Au XIXème siècle, la matière première de ces moulins était uniquement le chiffon de coton. Ce chiffon provenait en partie des voiles, mais l'approvisionnement n'était pas suffisant. Déjà en 1828, on savait que les seules papeteries du Finistère consommaient par an 232 tonnes de chiffons, et celles des Côtes d'Armor 457 tonnes. Alors, tous les gars des Monts d'Arrée, trop nombreux sur un sol ingrat, avaient fait ce double métier de colporteur et de "pilhaouer", l'un complétant l'autre.


Les grossistes leur fournissaient tout ce qui était introuvable dans ces campagnes isolées : du linge, le fameux mouchoir de Cholet assez grand pour le nouer sur la tête quand le soleil tapait dans les champs, de la vaisselle, des images pieuses. Et le pilhaouer allait ainsi de ferme en ferme, troquant contre une cafetière ou des bols à fleurs, des vieux chiffons mais également les peaux de lapin et les petites sauvagines piégées durant l'hiver, écureuils, martres, putois, renards, taupes… Rapportant son butin chez le grossiste, le pilhaouer se réapprovisionnait en objets de troc et gagnait quelques pièces avec ses vieux chiffons. Les "gros" ou grossistes, dont les entrepôts se trouvaient dans pratiquement toutes les grandes villes de Bretagne, étaient le plus souvent de souche auvergnate ou corrézienne, plus rarement bretonne.

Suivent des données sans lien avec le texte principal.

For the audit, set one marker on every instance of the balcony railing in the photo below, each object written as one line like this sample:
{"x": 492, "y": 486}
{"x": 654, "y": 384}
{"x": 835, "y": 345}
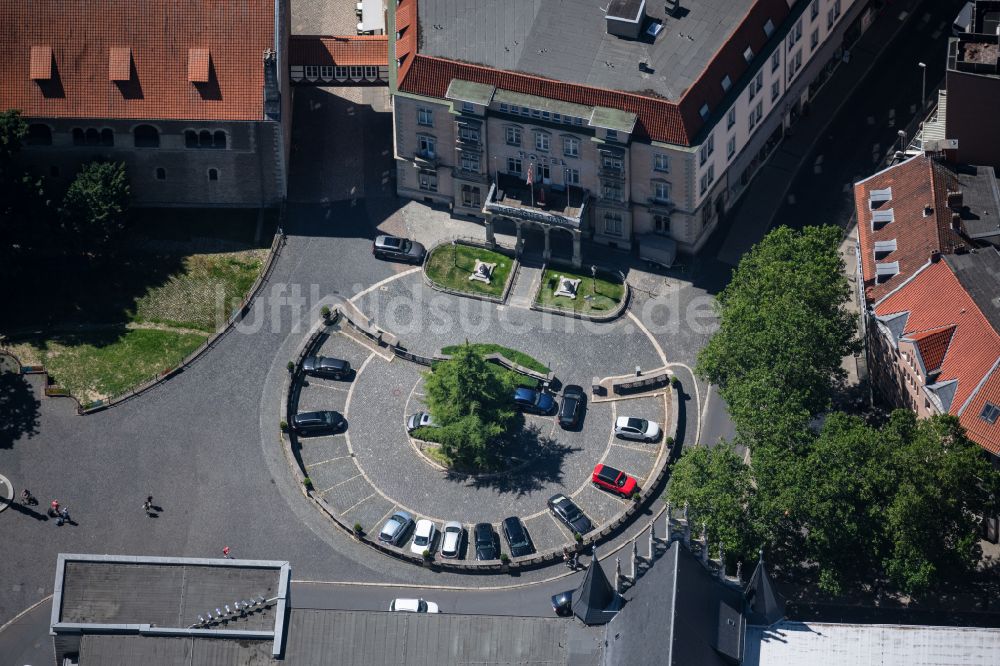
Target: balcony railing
{"x": 559, "y": 206}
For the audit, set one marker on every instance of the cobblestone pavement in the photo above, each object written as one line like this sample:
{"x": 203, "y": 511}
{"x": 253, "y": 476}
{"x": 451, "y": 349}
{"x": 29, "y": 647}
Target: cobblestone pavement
{"x": 374, "y": 469}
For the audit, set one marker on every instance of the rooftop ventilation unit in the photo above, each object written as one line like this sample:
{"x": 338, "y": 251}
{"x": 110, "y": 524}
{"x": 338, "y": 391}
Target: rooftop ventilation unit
{"x": 625, "y": 18}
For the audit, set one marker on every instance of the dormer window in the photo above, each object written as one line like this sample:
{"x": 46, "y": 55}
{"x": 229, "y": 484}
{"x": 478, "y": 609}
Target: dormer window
{"x": 885, "y": 271}
{"x": 880, "y": 218}
{"x": 878, "y": 197}
{"x": 884, "y": 248}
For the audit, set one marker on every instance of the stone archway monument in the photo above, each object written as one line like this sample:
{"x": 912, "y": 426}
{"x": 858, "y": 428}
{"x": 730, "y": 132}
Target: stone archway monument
{"x": 545, "y": 207}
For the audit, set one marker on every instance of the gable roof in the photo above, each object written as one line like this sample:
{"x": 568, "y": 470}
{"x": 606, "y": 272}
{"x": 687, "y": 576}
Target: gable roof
{"x": 936, "y": 302}
{"x": 910, "y": 185}
{"x": 343, "y": 51}
{"x": 675, "y": 120}
{"x": 128, "y": 59}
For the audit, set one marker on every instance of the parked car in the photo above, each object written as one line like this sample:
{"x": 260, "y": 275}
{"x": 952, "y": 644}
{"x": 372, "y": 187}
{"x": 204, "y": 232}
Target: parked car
{"x": 306, "y": 423}
{"x": 401, "y": 249}
{"x": 536, "y": 402}
{"x": 395, "y": 528}
{"x": 617, "y": 481}
{"x": 517, "y": 537}
{"x": 451, "y": 542}
{"x": 571, "y": 408}
{"x": 562, "y": 603}
{"x": 567, "y": 511}
{"x": 631, "y": 427}
{"x": 419, "y": 420}
{"x": 413, "y": 606}
{"x": 326, "y": 366}
{"x": 486, "y": 542}
{"x": 423, "y": 537}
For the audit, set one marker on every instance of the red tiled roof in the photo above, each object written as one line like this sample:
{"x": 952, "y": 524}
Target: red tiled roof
{"x": 935, "y": 299}
{"x": 986, "y": 434}
{"x": 199, "y": 65}
{"x": 159, "y": 33}
{"x": 916, "y": 183}
{"x": 120, "y": 63}
{"x": 933, "y": 345}
{"x": 659, "y": 119}
{"x": 40, "y": 68}
{"x": 358, "y": 50}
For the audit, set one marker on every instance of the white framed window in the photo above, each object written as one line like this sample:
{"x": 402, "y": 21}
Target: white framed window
{"x": 661, "y": 190}
{"x": 470, "y": 162}
{"x": 427, "y": 145}
{"x": 613, "y": 225}
{"x": 707, "y": 149}
{"x": 428, "y": 181}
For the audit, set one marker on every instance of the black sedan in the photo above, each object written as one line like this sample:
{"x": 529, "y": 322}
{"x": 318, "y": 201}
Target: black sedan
{"x": 315, "y": 422}
{"x": 326, "y": 366}
{"x": 567, "y": 511}
{"x": 571, "y": 408}
{"x": 486, "y": 542}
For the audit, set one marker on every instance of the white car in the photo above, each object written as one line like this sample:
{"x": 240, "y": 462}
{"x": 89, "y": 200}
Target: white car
{"x": 413, "y": 606}
{"x": 423, "y": 537}
{"x": 630, "y": 427}
{"x": 452, "y": 541}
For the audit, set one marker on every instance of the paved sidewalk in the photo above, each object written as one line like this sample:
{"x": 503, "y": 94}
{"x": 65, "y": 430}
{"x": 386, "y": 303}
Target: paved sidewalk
{"x": 767, "y": 191}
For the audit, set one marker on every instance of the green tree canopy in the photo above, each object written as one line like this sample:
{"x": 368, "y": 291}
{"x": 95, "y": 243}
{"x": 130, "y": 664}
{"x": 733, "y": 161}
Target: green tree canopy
{"x": 784, "y": 329}
{"x": 96, "y": 204}
{"x": 716, "y": 486}
{"x": 470, "y": 400}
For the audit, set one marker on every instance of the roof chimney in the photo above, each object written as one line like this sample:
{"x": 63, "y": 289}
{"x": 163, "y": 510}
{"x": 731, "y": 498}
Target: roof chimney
{"x": 955, "y": 200}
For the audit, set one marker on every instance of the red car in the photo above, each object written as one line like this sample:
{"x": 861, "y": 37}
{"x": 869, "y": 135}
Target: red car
{"x": 614, "y": 480}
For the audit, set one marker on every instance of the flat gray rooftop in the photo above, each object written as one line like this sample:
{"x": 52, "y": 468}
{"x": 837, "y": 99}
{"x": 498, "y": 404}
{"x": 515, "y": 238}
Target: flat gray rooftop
{"x": 567, "y": 40}
{"x": 322, "y": 637}
{"x": 96, "y": 592}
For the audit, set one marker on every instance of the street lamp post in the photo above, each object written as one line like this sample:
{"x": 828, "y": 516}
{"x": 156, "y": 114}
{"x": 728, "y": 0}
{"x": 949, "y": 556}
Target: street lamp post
{"x": 923, "y": 85}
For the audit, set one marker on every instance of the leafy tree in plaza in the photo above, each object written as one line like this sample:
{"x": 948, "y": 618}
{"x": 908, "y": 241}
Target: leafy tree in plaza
{"x": 469, "y": 399}
{"x": 716, "y": 485}
{"x": 784, "y": 329}
{"x": 95, "y": 207}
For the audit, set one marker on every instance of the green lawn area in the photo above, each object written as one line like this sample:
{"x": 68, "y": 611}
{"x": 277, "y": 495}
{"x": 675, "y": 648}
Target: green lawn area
{"x": 95, "y": 365}
{"x": 451, "y": 265}
{"x": 520, "y": 358}
{"x": 605, "y": 298}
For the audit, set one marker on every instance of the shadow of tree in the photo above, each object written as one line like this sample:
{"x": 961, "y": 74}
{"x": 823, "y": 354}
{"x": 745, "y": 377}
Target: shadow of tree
{"x": 19, "y": 408}
{"x": 536, "y": 460}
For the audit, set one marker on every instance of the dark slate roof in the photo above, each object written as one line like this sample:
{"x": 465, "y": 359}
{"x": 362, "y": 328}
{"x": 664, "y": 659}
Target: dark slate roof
{"x": 567, "y": 40}
{"x": 595, "y": 601}
{"x": 678, "y": 614}
{"x": 979, "y": 274}
{"x": 765, "y": 605}
{"x": 323, "y": 637}
{"x": 980, "y": 211}
{"x": 164, "y": 595}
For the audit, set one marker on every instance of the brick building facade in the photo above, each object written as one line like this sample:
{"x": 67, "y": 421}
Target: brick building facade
{"x": 192, "y": 96}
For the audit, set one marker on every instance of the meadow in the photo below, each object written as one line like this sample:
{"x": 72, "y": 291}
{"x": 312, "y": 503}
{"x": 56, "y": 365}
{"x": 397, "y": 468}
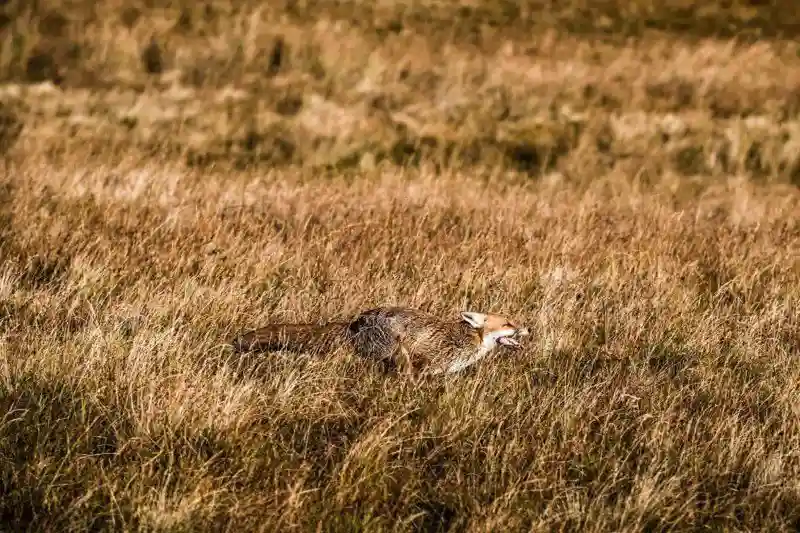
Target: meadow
{"x": 621, "y": 177}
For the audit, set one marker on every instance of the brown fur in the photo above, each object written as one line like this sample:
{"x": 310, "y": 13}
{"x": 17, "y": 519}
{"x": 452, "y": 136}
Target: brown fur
{"x": 402, "y": 337}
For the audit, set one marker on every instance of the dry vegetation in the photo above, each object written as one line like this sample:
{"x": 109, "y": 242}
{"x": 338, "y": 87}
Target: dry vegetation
{"x": 622, "y": 178}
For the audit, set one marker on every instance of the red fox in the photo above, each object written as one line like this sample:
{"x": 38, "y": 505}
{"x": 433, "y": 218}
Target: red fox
{"x": 408, "y": 339}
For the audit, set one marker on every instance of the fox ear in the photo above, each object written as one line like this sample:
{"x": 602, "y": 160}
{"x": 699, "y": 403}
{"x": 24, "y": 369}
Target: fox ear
{"x": 476, "y": 320}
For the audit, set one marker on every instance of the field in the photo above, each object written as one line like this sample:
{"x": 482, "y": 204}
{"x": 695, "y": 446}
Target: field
{"x": 622, "y": 177}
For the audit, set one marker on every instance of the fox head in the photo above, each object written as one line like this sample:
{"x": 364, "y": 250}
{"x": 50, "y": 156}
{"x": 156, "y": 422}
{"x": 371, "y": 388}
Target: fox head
{"x": 495, "y": 329}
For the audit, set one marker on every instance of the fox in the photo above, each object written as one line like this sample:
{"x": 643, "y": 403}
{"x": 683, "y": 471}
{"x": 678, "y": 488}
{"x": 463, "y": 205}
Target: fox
{"x": 411, "y": 340}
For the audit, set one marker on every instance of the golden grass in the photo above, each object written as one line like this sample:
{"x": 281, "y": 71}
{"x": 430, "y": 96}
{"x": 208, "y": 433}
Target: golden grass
{"x": 658, "y": 389}
{"x": 633, "y": 202}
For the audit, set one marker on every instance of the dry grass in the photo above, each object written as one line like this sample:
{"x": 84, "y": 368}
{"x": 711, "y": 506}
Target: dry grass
{"x": 634, "y": 202}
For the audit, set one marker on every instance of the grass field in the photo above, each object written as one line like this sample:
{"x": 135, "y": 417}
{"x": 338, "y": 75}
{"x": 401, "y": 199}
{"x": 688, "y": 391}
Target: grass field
{"x": 622, "y": 177}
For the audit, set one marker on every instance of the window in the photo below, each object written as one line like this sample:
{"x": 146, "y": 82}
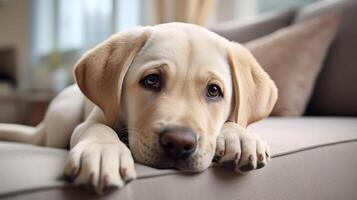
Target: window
{"x": 64, "y": 29}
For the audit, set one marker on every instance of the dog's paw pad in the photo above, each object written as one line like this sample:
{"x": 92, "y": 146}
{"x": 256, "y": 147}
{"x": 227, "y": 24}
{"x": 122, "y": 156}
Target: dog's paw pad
{"x": 247, "y": 167}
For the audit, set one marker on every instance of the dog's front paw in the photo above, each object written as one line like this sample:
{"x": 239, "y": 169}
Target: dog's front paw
{"x": 246, "y": 150}
{"x": 101, "y": 166}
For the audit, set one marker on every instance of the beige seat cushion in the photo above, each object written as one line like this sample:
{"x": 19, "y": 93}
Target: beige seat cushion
{"x": 293, "y": 57}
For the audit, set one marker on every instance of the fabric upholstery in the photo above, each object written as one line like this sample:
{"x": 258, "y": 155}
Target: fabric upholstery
{"x": 254, "y": 28}
{"x": 313, "y": 158}
{"x": 293, "y": 56}
{"x": 335, "y": 92}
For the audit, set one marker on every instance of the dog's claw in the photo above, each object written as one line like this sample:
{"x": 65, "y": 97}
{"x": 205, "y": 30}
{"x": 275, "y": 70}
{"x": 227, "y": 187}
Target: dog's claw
{"x": 100, "y": 167}
{"x": 246, "y": 150}
{"x": 246, "y": 167}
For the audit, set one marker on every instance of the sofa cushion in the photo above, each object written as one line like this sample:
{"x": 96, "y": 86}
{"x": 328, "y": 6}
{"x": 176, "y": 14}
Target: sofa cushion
{"x": 253, "y": 28}
{"x": 293, "y": 57}
{"x": 313, "y": 158}
{"x": 336, "y": 87}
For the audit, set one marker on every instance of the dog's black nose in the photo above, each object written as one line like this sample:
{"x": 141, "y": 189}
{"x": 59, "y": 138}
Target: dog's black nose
{"x": 178, "y": 142}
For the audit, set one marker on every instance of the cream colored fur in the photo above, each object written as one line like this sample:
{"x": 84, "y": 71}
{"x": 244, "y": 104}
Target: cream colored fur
{"x": 189, "y": 58}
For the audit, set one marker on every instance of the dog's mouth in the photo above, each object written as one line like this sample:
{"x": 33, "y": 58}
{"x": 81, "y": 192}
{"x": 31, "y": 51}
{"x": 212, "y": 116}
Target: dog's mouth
{"x": 154, "y": 156}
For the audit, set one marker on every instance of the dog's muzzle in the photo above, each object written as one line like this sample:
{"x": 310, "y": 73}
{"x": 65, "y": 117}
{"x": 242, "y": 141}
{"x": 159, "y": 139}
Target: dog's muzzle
{"x": 178, "y": 142}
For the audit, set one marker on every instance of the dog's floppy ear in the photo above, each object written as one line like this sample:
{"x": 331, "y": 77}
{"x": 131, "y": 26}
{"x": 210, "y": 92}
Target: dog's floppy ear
{"x": 100, "y": 72}
{"x": 254, "y": 93}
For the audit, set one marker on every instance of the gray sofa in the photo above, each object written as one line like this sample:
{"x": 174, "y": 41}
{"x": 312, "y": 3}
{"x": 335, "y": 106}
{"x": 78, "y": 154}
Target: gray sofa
{"x": 313, "y": 157}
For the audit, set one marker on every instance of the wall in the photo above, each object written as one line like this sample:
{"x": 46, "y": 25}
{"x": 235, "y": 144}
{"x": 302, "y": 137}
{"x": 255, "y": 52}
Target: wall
{"x": 15, "y": 31}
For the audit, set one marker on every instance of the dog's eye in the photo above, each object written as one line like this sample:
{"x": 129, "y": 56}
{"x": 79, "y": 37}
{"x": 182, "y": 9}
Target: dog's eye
{"x": 151, "y": 81}
{"x": 214, "y": 92}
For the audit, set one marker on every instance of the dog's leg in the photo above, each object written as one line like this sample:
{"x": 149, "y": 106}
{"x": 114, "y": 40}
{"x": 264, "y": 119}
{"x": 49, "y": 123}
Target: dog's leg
{"x": 97, "y": 157}
{"x": 246, "y": 150}
{"x": 21, "y": 133}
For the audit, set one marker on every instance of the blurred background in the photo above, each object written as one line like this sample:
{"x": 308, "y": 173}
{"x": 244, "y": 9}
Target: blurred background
{"x": 40, "y": 40}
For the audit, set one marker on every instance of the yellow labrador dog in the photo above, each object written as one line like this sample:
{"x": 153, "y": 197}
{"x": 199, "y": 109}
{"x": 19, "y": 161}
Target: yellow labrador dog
{"x": 181, "y": 93}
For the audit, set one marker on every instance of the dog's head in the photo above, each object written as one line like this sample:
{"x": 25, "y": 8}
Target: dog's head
{"x": 174, "y": 86}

A partir de 1900, les moulins à papier ont peu à peu disparu, ou ont abandonné le chiffon comme matière première au profit de la cellulose. Par contre, tous les produits de la ferme permettaient aux paysans bretons de se faire un peu d'argent. Tout pouvait se troquer, non seulement les peaux de lapin ou de sauvagines, mais également les queues de cheval, les soies de porc pour en faire des brosses et des pinceaux, ou les os qui servaient à faire de la colle ou des boutons.


Si les chiffonniers étaient de véritables commerçants, les relations humaines et une ouverture d'esprit peu commune rendue nécessaire par les contacts commerciaux, en aval comme en amont, leur permettaient de mener à bien un métier ambulant devenu progressivement une véritable industrie telle que nous la connaissons aujourd'hui."